The condition is needed, the rproc->cached_table is null if the firmware as
been preloaded and the Linux remote proc just attaches to it.
The cached is used only when Linux loads the firmware, as the resource table is
extracted from the elf file to parse resource before the load of the firmware.
>
> So that problem is fixed. Let me know about your FW image and we'll pick it up
> from there.
I use the following example available on the stm32mp1 image:
/usr/local/Cube-M4-examples/STM32MP157C-DK2/Applications/OpenAMP/OpenAMP_TTY_echo_wakeup/lib/firmware/
This exemple use the RPMsg and also blink a LED when while running.

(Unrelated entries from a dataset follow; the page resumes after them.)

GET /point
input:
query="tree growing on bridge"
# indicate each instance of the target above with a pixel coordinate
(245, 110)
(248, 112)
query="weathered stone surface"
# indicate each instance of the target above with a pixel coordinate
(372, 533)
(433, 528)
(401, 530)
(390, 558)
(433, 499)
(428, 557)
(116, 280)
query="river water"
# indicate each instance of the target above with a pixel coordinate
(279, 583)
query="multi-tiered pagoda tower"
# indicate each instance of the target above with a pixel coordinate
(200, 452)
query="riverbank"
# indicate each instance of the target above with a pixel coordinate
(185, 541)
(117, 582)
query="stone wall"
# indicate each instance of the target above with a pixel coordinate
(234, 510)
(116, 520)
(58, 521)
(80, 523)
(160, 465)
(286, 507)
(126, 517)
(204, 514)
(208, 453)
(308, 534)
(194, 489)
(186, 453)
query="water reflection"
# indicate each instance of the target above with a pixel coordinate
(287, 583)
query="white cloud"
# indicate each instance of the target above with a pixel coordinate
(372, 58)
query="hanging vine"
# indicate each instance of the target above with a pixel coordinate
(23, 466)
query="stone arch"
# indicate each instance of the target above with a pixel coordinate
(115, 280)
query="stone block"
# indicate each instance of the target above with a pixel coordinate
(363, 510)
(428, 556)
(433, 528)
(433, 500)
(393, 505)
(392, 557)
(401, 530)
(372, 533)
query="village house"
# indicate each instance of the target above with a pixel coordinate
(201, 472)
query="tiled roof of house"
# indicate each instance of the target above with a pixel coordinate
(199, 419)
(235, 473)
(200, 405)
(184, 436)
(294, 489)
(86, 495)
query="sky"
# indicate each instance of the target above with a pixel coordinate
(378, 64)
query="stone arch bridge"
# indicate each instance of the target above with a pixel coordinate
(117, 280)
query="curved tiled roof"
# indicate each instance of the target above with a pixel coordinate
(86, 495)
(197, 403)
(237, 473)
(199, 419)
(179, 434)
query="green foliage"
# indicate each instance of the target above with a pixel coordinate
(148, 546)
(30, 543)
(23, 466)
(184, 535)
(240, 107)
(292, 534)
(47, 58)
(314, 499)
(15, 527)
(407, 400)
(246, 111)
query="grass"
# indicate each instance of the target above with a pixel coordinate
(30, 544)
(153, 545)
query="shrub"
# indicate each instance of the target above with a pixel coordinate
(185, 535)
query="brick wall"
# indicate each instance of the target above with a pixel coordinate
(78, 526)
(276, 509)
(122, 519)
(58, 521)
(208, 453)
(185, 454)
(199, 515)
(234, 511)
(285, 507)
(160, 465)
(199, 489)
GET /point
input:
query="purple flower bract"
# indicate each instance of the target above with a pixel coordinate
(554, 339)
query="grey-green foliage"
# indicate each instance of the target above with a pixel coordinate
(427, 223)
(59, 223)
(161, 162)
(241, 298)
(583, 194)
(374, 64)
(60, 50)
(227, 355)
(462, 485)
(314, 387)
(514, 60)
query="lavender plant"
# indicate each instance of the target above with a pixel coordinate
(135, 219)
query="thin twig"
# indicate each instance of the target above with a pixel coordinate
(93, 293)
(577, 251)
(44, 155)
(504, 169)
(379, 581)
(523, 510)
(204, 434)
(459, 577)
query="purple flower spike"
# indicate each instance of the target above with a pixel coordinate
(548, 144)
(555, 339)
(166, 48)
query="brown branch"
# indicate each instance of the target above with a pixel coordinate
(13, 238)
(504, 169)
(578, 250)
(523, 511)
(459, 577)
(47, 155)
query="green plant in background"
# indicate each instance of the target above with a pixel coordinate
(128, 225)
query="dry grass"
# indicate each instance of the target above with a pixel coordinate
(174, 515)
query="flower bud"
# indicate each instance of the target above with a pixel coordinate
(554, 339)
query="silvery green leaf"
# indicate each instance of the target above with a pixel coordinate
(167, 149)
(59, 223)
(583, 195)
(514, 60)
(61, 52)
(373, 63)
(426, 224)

Don't hesitate if you need me to send it to you by mail.
Thank,
Arnaud
>
> Mathieu
>
>> +
>> ret = __rproc_detach(rproc);
>> if (ret) {
>> atomic_inc(&rproc->power);
>> @@ -1975,10 +1982,14 @@ int rproc_detach(struct rproc *rproc)
>>
>> rproc_disable_iommu(rproc);
>>
>> + /* Free the chached table memory that can has been allocated*/
>> + kfree(rproc->cached_table);
>> + rproc->cached_table = NULL;
>> /*
>> - * Set the remote processor's table pointer to NULL. Since mapping
>> - * of the resource table to a virtual address is done in the platform
>> - * driver, unmapping should also be done there.

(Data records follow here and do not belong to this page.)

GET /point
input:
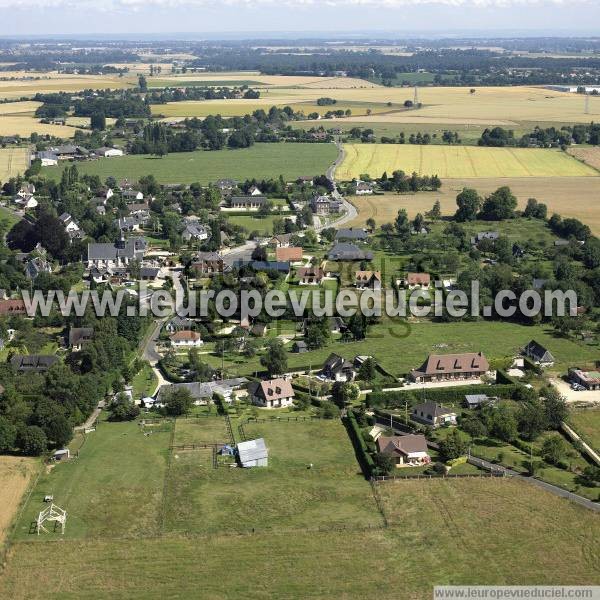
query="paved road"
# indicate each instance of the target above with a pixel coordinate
(350, 210)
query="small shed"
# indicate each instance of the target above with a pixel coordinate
(253, 453)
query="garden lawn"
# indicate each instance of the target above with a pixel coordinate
(286, 494)
(261, 161)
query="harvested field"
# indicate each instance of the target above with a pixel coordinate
(577, 197)
(13, 161)
(458, 161)
(590, 156)
(24, 126)
(15, 475)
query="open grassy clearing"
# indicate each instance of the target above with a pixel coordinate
(458, 161)
(400, 346)
(286, 495)
(521, 535)
(16, 472)
(260, 161)
(13, 161)
(577, 197)
(114, 489)
(26, 125)
(586, 423)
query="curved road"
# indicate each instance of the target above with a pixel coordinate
(350, 210)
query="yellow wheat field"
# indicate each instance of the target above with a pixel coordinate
(458, 161)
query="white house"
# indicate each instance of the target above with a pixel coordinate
(109, 152)
(186, 339)
(275, 393)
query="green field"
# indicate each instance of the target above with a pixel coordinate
(458, 161)
(587, 424)
(400, 346)
(259, 161)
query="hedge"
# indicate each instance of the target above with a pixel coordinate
(397, 398)
(360, 446)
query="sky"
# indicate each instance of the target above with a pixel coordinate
(251, 18)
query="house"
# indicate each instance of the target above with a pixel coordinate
(71, 226)
(208, 263)
(448, 367)
(484, 235)
(433, 415)
(32, 363)
(196, 232)
(107, 152)
(350, 252)
(337, 368)
(254, 191)
(477, 400)
(323, 205)
(253, 453)
(293, 254)
(590, 380)
(367, 280)
(36, 266)
(299, 347)
(259, 329)
(130, 195)
(281, 240)
(10, 307)
(178, 323)
(186, 339)
(247, 202)
(405, 450)
(351, 235)
(362, 187)
(274, 393)
(79, 336)
(202, 393)
(310, 275)
(415, 280)
(48, 159)
(119, 254)
(538, 354)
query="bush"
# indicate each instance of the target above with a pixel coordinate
(32, 440)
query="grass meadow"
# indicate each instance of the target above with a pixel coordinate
(458, 161)
(260, 161)
(13, 161)
(567, 196)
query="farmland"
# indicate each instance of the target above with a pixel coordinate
(260, 161)
(511, 537)
(458, 161)
(13, 161)
(567, 196)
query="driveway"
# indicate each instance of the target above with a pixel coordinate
(571, 396)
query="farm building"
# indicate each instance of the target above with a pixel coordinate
(253, 453)
(434, 415)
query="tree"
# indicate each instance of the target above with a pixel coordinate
(8, 435)
(402, 225)
(469, 204)
(275, 358)
(32, 440)
(452, 446)
(123, 409)
(178, 402)
(499, 205)
(554, 449)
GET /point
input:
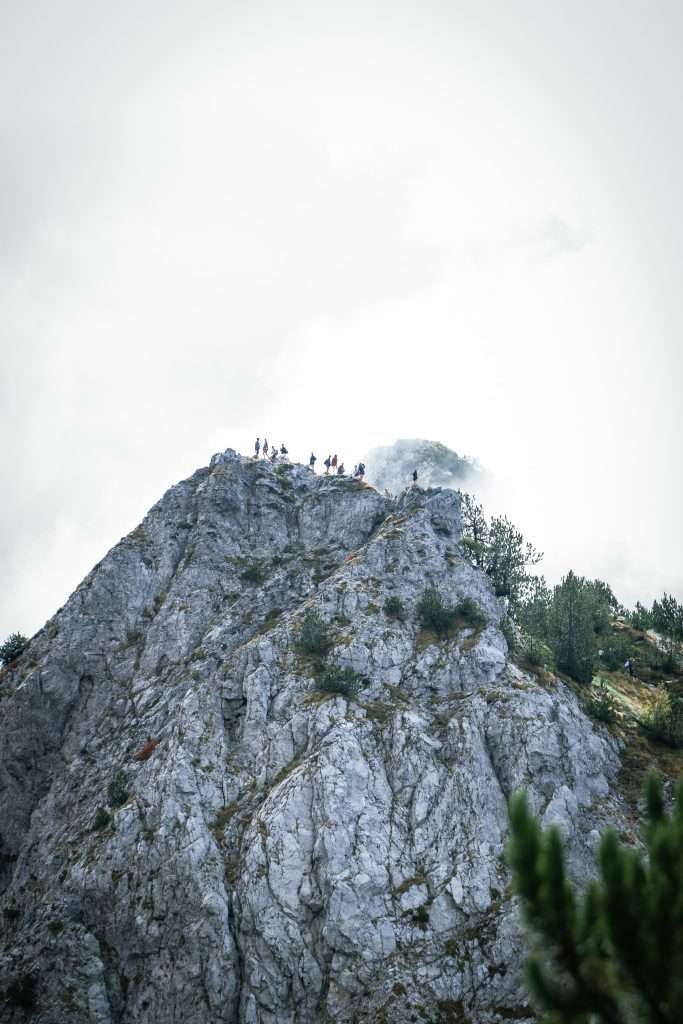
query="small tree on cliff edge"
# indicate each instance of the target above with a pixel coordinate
(613, 955)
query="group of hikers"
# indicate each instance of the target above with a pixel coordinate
(272, 450)
(332, 463)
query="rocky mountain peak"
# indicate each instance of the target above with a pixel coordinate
(202, 819)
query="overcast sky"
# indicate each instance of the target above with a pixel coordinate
(339, 224)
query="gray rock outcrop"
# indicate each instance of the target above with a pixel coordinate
(191, 830)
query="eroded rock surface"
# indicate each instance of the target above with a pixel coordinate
(280, 854)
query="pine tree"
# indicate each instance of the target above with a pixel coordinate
(570, 628)
(614, 954)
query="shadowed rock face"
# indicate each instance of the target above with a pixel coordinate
(283, 854)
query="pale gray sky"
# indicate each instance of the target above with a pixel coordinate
(339, 224)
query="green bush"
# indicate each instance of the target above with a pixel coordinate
(341, 680)
(433, 613)
(614, 652)
(470, 612)
(12, 647)
(611, 952)
(601, 705)
(313, 636)
(665, 719)
(117, 791)
(393, 607)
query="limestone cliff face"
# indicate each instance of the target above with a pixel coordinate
(283, 854)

>> + * Set the remote processor's table pointer to NULL. If mapping
>> + * of the resource table to a virtual address has been done in the
>> + * platform driver(attachment to an existing firmware),
>> + * unmapping should also be done there.
>> */
>> rproc->table_ptr = NULL;
>> out:
>> --
>> 2.17.1
>>
>>
>>